Она потерла его, словно собиралась загадать желание.

– А можно мне съесть мороженое перед ужином?

– Да, – ответила я, обрадованная тем, что мы отошли от разговора прежде, чем мне пришлось бы отвечать на вопрос, который, как я полагаю, лежал на глубине под всеми остальными: «А для меня здесь есть место?»

Я провела большую часть двадцати лет своей жизни в попытках ответить на него – незнакомцам, миру, себе. Этот вопрос можно было отследить по прямой вплоть до моей первой поездки с Саро на Сицилию. Но я узнала, что самоопределение многогранно, а принадлежность требует подтверждения.

Позже, после ужина, состоявшего из жаренной на гриле меч-рыбы, сбрызнутой соком сицилийских апельсинов, на подушке из руколы – древнее сочетание моря и огня, мы вышли из ресторана и пошли вдоль по волнорезу. Я думала о Стромболи и нашей поездке туда прошлым летом. Зоэла тоже смотрела вниз на воду. Она повернулась ко мне.

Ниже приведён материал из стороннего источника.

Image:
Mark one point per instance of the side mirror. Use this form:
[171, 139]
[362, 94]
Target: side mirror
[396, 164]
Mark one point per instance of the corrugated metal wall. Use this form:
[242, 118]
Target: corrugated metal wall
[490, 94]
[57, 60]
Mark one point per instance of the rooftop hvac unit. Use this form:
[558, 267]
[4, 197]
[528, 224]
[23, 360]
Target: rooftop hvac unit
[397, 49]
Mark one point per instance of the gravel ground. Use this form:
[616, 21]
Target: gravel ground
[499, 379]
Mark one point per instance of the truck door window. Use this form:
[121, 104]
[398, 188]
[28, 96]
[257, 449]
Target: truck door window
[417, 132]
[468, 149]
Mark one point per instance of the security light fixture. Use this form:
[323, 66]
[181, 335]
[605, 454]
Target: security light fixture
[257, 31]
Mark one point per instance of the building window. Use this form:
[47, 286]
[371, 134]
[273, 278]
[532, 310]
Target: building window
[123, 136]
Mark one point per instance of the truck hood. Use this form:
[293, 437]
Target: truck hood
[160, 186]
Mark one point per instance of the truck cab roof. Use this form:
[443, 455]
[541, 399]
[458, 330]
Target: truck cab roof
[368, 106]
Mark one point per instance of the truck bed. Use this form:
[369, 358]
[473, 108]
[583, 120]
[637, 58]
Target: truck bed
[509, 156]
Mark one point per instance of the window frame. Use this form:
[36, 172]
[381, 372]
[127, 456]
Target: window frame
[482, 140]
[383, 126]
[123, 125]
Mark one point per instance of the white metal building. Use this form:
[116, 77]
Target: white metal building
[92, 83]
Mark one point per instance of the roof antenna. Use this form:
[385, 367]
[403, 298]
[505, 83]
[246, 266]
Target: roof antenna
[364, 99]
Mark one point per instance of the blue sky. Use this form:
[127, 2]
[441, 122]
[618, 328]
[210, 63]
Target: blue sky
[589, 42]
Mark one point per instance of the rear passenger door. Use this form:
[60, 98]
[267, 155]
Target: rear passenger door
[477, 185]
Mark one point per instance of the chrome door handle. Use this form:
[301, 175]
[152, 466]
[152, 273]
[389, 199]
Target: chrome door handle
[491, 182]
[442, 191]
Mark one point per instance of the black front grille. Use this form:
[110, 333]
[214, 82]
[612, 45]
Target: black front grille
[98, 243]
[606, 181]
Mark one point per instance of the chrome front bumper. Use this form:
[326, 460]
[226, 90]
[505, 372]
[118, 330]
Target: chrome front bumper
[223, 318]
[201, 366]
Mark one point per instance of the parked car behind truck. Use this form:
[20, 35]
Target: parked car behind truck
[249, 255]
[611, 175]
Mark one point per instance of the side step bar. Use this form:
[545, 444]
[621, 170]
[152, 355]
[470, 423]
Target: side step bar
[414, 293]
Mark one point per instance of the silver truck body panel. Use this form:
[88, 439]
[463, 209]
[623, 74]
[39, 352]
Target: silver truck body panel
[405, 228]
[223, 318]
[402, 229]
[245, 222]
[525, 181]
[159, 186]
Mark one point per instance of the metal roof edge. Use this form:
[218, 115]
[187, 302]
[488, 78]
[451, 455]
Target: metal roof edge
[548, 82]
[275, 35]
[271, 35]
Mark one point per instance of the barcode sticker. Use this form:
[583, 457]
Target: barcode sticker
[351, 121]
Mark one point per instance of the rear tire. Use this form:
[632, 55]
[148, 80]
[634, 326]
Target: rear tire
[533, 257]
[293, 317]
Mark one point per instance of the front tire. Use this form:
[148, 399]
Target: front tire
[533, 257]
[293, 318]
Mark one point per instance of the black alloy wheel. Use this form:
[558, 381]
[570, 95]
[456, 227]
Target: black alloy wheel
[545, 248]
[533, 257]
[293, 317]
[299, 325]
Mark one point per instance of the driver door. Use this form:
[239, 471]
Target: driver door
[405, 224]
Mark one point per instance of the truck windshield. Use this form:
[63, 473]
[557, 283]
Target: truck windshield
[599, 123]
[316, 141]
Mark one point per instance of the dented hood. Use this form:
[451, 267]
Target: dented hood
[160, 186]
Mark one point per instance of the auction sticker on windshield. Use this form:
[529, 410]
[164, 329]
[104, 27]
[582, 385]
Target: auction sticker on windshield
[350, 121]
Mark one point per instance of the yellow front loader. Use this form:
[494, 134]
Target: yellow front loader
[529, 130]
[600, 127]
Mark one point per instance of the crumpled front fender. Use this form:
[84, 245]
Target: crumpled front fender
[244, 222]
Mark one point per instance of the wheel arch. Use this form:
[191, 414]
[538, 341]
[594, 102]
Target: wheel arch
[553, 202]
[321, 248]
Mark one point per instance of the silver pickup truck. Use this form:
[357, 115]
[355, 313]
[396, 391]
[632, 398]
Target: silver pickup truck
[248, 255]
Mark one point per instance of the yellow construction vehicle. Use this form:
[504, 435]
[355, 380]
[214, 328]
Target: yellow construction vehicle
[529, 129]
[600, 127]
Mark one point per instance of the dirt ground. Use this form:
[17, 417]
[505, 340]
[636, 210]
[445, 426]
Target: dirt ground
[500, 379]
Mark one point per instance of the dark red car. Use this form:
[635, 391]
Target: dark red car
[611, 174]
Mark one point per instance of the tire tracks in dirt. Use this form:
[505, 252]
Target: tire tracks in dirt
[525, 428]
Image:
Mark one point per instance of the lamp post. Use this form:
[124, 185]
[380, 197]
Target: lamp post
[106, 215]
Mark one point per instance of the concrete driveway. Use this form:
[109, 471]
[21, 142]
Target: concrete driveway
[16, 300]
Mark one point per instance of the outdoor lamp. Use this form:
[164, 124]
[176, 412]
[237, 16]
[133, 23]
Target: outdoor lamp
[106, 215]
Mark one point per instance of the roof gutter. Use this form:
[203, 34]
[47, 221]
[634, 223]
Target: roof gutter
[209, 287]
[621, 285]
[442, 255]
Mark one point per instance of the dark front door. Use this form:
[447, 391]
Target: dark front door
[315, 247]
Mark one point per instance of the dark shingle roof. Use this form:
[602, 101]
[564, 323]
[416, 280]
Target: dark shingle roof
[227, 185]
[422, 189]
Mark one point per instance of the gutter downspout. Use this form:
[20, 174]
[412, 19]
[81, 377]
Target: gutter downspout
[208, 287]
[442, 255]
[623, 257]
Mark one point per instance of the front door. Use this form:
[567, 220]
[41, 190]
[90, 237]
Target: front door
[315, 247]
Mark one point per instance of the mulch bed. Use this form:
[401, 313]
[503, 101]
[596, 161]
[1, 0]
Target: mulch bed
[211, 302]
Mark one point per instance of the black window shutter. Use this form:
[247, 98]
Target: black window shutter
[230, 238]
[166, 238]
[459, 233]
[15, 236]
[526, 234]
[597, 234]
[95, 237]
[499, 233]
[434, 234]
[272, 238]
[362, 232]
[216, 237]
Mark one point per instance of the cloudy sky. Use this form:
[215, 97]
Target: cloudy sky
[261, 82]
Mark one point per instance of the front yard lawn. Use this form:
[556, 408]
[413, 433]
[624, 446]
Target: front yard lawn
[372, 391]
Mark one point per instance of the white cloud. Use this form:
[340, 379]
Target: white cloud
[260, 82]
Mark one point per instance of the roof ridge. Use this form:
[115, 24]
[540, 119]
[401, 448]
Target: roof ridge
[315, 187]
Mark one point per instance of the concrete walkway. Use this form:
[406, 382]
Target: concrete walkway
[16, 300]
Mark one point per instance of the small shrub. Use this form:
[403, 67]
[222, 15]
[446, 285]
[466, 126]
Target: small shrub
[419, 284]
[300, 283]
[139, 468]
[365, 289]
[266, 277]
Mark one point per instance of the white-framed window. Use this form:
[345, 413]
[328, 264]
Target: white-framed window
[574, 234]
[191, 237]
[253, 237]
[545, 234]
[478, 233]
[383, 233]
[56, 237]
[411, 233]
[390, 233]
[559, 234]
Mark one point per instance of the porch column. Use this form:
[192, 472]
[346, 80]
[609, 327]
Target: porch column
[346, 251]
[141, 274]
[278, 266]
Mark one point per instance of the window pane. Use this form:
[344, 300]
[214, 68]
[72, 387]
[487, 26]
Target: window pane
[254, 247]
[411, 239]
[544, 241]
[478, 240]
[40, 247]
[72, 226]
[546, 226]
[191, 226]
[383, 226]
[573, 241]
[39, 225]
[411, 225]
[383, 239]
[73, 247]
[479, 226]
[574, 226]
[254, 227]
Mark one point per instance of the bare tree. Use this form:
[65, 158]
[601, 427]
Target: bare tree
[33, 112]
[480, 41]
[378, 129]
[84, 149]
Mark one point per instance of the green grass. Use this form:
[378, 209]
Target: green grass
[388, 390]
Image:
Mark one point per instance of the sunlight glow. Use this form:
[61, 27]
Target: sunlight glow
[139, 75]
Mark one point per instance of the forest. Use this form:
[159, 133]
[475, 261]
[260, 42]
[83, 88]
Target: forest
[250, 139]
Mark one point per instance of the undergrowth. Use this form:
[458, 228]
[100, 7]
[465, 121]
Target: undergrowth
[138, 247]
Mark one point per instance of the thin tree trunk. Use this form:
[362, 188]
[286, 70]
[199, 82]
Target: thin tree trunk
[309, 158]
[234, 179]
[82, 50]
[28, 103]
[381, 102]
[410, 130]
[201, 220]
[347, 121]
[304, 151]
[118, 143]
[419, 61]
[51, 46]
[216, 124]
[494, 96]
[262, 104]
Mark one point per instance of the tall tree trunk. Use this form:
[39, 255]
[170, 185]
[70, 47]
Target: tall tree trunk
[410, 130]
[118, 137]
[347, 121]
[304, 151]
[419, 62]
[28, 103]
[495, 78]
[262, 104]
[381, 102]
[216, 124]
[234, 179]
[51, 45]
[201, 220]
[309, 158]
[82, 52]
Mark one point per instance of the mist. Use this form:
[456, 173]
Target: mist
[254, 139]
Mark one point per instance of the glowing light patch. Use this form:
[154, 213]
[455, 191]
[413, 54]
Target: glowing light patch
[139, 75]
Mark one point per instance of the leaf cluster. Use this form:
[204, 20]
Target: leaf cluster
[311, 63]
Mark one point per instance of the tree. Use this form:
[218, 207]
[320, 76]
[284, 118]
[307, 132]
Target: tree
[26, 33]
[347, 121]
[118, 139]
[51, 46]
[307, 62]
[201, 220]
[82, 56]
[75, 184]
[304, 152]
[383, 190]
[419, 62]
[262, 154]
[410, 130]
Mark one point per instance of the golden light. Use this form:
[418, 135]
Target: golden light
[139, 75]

– Я хочу знать, что там дальше… где она заканчивается?.. Как вода остается на планете, если это круг, но в то же время и прямая линия? Гравитация, но все же… – Ее лоб сморщился от напряжения.

Это был шквальный, широкомасштабный допрос, который сделал меня гордой – я увидела наяву результаты вложения своих долларов в обучение.

– Милая, это важнейшие вопросы, которые подталкивали человечество к исследованиям мира природы, – сказала я ей. Она посмотрела снова на меня так, словно поняла только семьдесят процентов того, что я ей сказала. – Ты сначала должна захотеть узнать, прежде чем сможешь отправиться в путешествие.